Bölgedeki istikrar, Saied’in otoriter gidişatını görmezden gelmeye değer mi?
Avrupa Parlamentosu, 2023’te Tunus hakkında şimdiden iki açıklama yaptı: biri Başkan Saied’i ve kötüleşen sosyo-ekonomik durumu ülkenin tarihi demokratik geçişini tersine çevirmek için kullanma şeklini kınadı; diğeri ise Tunus makamlarını terörle mücadele birimleri tarafından siyasi gerekçelerle ve asılsız iddialarla tutuklanan Tunus’un en büyük bağımsız radyo istasyonunun yöneticisi Noureddine Boutar’ı derhal serbest bırakmaya çağırıyor.
Şubatta, Wolfgang Büchnerbir Alman hükümet sözcüsü, Berlin’in Tunuslu muhalefetin, gazetecilerin ve aktivistlerin tutuklanmasına “büyük endişe” ile baktığını söyledi.
Nisan ayında Almanya Dışişleri Bakanı Annalena Baerbock muhalefet lideri Raşid Gannuşi’nin tutuklanmasının ardından “Tunus demokrasisi kaybedilmemeli” dedi.
Atlantik Konseyi’nden Alissa Pavia, “Yine de, Başkan Saied’in devam eden güç gaspına yönelik güçlü ve tutarlı bir Avrupa kınamasını henüz görmedik,” dedi.
“Ne AB ne de diğer AB ülkeleri tarafından atılan herhangi bir somut adım henüz görmedik. Avrupa, Tunus’un demokrasisini destekleyip desteklemeyeceğine veya onun tekrar otoriterliğe dönmesine izin verip vermeyeceğine karar vermelidir.”

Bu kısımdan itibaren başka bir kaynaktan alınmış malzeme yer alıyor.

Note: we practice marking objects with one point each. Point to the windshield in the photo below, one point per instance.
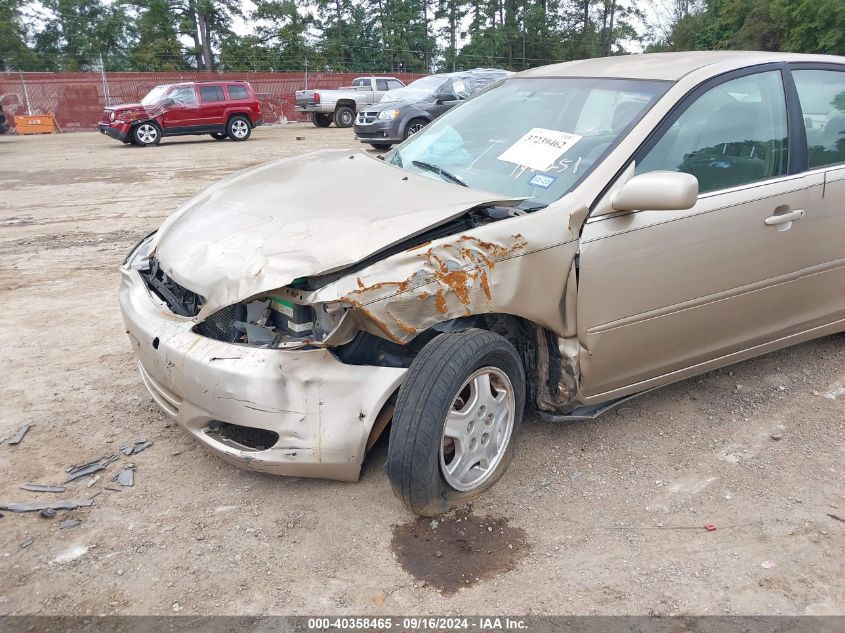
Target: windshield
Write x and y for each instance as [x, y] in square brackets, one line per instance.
[155, 95]
[530, 138]
[416, 90]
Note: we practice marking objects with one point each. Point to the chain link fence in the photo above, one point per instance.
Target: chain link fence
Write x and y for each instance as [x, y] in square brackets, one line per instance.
[77, 99]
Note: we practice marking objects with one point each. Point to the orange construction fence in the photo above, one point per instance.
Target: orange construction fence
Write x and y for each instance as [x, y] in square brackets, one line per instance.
[76, 100]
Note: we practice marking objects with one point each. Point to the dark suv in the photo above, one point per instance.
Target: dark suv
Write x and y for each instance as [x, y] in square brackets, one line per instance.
[223, 109]
[405, 111]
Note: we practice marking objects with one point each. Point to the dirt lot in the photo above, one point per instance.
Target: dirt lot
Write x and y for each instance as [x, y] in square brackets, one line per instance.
[602, 517]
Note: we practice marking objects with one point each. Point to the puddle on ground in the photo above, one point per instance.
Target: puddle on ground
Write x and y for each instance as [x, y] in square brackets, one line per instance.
[459, 549]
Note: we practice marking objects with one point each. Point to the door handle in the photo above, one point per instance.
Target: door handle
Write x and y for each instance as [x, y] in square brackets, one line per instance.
[784, 218]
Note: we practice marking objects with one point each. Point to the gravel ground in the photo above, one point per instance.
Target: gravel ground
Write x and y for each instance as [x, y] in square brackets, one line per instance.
[601, 517]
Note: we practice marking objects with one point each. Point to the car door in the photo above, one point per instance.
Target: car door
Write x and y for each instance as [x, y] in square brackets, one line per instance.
[380, 88]
[212, 107]
[821, 93]
[181, 114]
[662, 293]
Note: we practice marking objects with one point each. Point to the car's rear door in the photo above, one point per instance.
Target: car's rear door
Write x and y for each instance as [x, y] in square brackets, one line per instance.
[182, 114]
[380, 88]
[821, 93]
[665, 292]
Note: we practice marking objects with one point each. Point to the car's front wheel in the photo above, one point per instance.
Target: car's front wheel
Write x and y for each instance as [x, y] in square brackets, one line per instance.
[146, 133]
[238, 128]
[455, 419]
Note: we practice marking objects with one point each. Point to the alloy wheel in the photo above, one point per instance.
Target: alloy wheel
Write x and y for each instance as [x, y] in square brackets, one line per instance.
[478, 429]
[239, 128]
[147, 134]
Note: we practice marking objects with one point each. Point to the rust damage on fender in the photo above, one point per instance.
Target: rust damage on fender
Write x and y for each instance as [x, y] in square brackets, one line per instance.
[451, 279]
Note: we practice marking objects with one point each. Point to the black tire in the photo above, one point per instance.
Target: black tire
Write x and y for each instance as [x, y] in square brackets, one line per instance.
[321, 120]
[238, 128]
[414, 126]
[146, 133]
[344, 116]
[433, 383]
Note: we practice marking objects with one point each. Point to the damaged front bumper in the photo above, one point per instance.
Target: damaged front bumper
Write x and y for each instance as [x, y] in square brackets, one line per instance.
[290, 412]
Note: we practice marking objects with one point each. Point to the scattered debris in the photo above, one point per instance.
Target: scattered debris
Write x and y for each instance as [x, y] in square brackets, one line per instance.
[72, 554]
[83, 470]
[42, 487]
[139, 445]
[17, 436]
[126, 477]
[37, 506]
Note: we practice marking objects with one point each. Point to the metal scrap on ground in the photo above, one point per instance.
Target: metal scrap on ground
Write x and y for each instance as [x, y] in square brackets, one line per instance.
[42, 487]
[17, 436]
[37, 506]
[83, 470]
[126, 477]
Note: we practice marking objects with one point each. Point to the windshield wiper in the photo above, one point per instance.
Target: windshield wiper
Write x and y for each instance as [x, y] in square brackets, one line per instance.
[439, 171]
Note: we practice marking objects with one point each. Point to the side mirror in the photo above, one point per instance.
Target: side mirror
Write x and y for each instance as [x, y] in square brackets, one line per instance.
[657, 191]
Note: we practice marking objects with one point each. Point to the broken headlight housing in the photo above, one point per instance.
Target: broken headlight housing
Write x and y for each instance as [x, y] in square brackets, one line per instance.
[274, 322]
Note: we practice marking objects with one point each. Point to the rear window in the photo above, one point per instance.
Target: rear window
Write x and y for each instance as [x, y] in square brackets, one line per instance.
[237, 92]
[211, 93]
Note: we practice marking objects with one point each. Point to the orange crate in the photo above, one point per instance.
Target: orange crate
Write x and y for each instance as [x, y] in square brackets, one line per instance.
[36, 124]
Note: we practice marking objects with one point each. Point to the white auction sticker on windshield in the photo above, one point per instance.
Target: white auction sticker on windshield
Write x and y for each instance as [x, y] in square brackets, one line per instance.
[539, 148]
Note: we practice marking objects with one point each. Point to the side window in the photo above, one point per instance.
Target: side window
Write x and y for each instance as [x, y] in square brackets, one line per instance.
[183, 95]
[237, 92]
[211, 93]
[822, 96]
[734, 134]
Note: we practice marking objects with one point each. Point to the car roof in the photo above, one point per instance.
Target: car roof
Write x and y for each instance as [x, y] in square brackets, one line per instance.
[667, 66]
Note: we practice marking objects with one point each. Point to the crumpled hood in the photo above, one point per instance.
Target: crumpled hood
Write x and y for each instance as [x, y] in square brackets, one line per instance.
[260, 229]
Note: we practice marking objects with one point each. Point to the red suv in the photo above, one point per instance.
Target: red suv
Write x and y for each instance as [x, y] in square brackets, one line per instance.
[223, 109]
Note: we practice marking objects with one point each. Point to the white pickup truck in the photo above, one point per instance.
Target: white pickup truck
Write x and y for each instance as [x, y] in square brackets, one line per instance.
[341, 105]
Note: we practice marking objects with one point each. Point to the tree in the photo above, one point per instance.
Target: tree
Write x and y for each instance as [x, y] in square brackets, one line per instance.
[15, 54]
[208, 23]
[158, 46]
[77, 35]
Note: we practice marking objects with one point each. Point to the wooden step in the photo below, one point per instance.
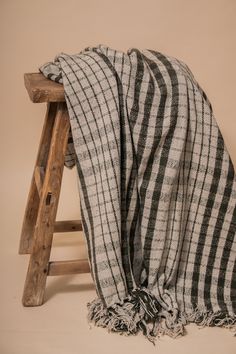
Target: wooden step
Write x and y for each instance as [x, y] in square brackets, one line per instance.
[68, 267]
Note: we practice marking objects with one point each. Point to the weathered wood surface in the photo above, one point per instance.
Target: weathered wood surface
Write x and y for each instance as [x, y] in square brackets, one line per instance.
[33, 200]
[68, 226]
[39, 259]
[68, 267]
[41, 89]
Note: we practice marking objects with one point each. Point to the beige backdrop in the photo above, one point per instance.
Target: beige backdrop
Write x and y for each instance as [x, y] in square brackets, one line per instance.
[201, 33]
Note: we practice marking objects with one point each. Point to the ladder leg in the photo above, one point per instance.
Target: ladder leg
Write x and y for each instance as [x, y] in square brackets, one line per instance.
[33, 200]
[39, 259]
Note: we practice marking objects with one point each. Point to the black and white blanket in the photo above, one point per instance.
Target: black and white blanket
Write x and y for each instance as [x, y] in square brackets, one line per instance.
[157, 191]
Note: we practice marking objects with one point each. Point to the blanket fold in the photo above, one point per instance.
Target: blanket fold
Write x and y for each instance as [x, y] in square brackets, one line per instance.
[157, 191]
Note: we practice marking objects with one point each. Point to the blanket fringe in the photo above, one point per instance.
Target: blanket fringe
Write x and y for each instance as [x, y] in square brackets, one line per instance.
[141, 311]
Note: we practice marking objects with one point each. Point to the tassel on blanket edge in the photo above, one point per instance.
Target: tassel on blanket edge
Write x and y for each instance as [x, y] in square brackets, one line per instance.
[141, 311]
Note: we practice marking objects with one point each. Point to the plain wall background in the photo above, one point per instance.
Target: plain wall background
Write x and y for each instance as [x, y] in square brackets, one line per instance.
[201, 33]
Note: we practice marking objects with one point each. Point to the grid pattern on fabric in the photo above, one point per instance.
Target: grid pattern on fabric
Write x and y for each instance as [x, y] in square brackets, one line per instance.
[157, 190]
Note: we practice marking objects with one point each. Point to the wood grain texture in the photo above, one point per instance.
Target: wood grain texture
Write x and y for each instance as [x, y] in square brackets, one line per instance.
[33, 200]
[68, 226]
[38, 265]
[41, 89]
[68, 267]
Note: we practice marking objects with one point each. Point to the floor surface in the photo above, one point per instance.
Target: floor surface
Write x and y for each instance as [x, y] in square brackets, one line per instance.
[60, 325]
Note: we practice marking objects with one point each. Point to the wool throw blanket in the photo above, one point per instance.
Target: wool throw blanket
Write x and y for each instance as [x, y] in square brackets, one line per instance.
[157, 191]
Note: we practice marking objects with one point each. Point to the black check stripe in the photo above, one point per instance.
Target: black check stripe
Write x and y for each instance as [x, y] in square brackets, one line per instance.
[157, 186]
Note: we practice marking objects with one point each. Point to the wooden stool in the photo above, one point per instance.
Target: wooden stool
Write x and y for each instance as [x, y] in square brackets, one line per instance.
[39, 222]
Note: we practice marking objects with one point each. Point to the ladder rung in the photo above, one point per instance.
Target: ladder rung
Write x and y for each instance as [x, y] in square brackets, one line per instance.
[39, 174]
[68, 267]
[68, 226]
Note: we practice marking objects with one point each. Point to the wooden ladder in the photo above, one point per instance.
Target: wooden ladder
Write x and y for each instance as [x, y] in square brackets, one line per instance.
[39, 223]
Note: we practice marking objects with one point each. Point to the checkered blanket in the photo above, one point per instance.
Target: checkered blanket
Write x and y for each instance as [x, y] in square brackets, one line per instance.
[157, 191]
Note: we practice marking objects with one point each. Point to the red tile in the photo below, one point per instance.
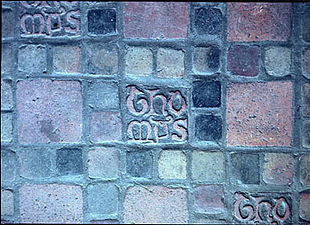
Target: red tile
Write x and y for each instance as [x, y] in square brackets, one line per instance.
[259, 114]
[259, 21]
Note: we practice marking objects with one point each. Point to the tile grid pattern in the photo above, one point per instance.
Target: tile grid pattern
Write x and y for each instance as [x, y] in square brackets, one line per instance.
[90, 160]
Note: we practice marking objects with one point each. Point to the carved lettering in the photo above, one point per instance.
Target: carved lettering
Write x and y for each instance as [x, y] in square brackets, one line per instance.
[265, 208]
[163, 113]
[50, 18]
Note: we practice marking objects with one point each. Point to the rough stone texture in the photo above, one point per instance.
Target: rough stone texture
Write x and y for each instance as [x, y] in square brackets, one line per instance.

Avrupa’nın ve özellikle İtalya’nın ülkede istikrarın korunmasında çıkarı var – bu durumda bu, muhalefete yönelik siyasi baskısını dizginlemesi için Saied’e baskı uygulamamak anlamına geliyor. Ancak Saied’in siyasi baskısı, Avrupa ve İtalya’nın kaçınmak istediği aynı etkiye sahip olma riskini taşıyor.
Pavia, “Diktatörlerin iktidara gelmesi ile siyasi muhalefete ve diğer insanlara, örneğin azınlıklara vb. giderek daha fazla göç eden ve Avrupa ve İtalya’ya ulaşmaya çalışan diğer insanlara yönelik zulmün artması arasında pozitif bir ilişki görebiliriz” dedi.
“Genel olarak, güvenemeyeceğimiz zorbaların ve diktatörlerin emrinde olmaktansa, demokratik yöneticilerle açık iletişim kurmak daha iyidir.”